Related Work & Insights¶
- vs GPT4VEval: GPT4VEval uses general GPT-4V for 3D evaluation without task-specific fine-tuning; Gen3DEval fine-tunes an 8.35B model with specialized data, significantly outperforming it across all dimensions.
- vs CLIP Score: CLIP can only evaluate text-image alignment, failing to assess appearance and surface quality; Gen3DEval unifies three evaluation dimensions.
- vs T3Bench: T3Bench provides prompt benchmarks but lacks an automatic evaluation model; Gen3DEval provides both a benchmark (Gen3DEval-Bench) and an evaluation model.
- The methodology of this work—fine-tuning vLLMs on domain-specific tasks for automatic evaluation—can be transferred to quality evaluation in other generative tasks.
Rating¶
- Novelty: ⭐⭐⭐⭐ The first work specifically fine-tuning a vLLM for 3D generation quality evaluation.
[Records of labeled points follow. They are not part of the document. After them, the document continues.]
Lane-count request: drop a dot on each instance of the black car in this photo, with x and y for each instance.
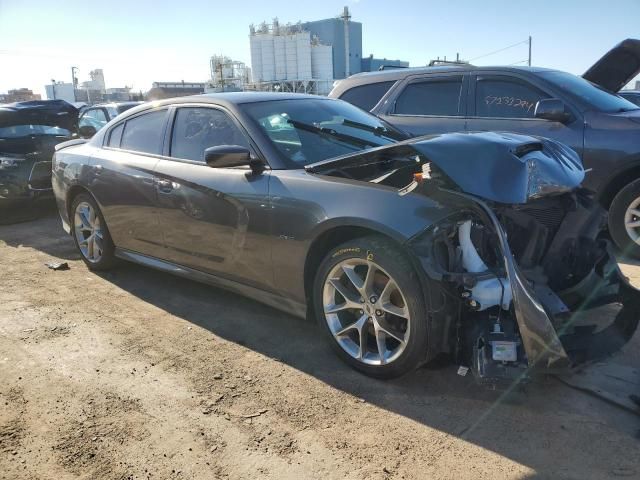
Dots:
(632, 95)
(397, 246)
(583, 113)
(95, 117)
(29, 131)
The direction is novel, though the framework is based on LLaVA.
- Experimental Thoroughness: ⭐⭐⭐⭐ Multi-dimensional evaluation, ablation of multiple encoders, and comparison against several models. Gen3DEval-Bench is well-designed.
- Writing Quality: ⭐⭐⭐⭐ Clearly structured with well-explained motivations and rich tabular data.
- Value: ⭐⭐⭐⭐ Standardizes 3D generation evaluation, solves practical pain points, and provides a benchmark that benefits the community.